A research review in the current issue of the Cochrane Library journal concludes that the three drugs used to treat Erectile Dysfunction (ED) - Cialis, Levitra and Viagra appear to be safe and effective for men with diabetes. These drugs are included in a family of medications called phosphodiesterase type 5 (PDE-5) inhibitors.
Diabetes is one of the main causes of ED. Experts have estimated that the diabetic men are about three times more likely than other men to deal with ED problems.
Dr. Moshe Vardi of the internal medicine division at Lady Davis Carmel Medical Center in Israel and the lead author of the review, said that, "ED is also typically more severe and difficult to treat in men with diabetes."
In their review assessing the safety and effectiveness of ED drugs for diabetic men, Vardi's team analyzed eight clinical trials covering around 1,759 men, conducted since 1998. Each compared one of three ED drugs on the market with a placebo, or inactive pill. Eighty percent of the men in these studies had type 2 diabetes, while 20 percent had type 1 diabetes.
At the end of the studies, men who took one of the PDE-5 inhibitors showed improvements, however, the drugs caused few adverse reactions, according to the review. The most common side effects were headache, flushing, and upper respiratory tract complaints, back pain, flu-like symptoms, nasal symptoms, upset stomach and temporary vision disturbances but there were no deaths.

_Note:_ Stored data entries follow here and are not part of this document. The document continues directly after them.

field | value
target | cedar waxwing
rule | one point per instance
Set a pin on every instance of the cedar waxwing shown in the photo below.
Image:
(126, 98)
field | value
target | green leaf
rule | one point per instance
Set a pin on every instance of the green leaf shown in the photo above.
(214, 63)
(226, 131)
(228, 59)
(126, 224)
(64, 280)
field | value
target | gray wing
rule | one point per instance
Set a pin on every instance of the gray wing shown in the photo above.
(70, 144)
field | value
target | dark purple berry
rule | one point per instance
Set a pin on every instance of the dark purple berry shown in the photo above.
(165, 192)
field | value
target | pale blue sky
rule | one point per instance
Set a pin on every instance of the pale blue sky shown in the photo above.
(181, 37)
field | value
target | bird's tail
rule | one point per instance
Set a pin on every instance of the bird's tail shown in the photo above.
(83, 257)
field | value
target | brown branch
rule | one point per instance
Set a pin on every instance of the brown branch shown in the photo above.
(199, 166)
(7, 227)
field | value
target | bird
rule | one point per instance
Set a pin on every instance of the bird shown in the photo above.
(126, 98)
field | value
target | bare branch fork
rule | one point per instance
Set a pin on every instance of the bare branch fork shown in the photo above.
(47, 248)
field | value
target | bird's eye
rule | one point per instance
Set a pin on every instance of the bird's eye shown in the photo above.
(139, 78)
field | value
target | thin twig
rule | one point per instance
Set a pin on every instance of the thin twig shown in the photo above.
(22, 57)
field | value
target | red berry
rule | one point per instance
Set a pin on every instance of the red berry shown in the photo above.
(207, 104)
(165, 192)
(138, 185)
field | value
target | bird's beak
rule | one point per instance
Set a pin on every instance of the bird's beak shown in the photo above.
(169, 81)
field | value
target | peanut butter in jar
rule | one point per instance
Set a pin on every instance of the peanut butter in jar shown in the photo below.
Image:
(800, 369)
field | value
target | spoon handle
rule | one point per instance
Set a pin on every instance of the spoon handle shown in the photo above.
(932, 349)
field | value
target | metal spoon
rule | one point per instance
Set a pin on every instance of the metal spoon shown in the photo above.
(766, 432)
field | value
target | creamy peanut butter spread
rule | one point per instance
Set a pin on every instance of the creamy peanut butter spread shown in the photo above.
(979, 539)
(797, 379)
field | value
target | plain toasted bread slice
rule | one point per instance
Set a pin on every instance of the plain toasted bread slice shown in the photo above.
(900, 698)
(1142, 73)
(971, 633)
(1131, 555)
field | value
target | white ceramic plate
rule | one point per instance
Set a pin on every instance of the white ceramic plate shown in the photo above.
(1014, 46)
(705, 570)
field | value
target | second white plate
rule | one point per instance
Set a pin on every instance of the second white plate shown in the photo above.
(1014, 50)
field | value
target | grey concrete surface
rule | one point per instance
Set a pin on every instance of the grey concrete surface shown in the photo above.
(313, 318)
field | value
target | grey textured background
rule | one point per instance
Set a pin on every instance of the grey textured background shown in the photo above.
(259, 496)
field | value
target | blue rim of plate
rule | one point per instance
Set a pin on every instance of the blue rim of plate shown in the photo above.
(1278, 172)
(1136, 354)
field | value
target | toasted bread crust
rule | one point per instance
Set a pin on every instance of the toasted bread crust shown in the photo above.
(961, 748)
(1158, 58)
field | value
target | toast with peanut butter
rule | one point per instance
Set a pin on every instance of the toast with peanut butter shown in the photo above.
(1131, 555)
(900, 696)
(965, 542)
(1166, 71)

Dr. Moshe Vardi said, "The results of our meta-analysis are not surprising, but give strength to the general notion that this class of drugs is efficient and safe for this specific wide population." Together the drugs have "altered the management" of ED in general, but until now there had been no systematic review of how well the drugs work for diabetic men.
Researchers concluded: "It is clear from the meta-analysis presented that PDE-5 inhibitors should be considered a primary treatment for erectile dysfunction in diabetic men" and "They have proved to be effective and safe."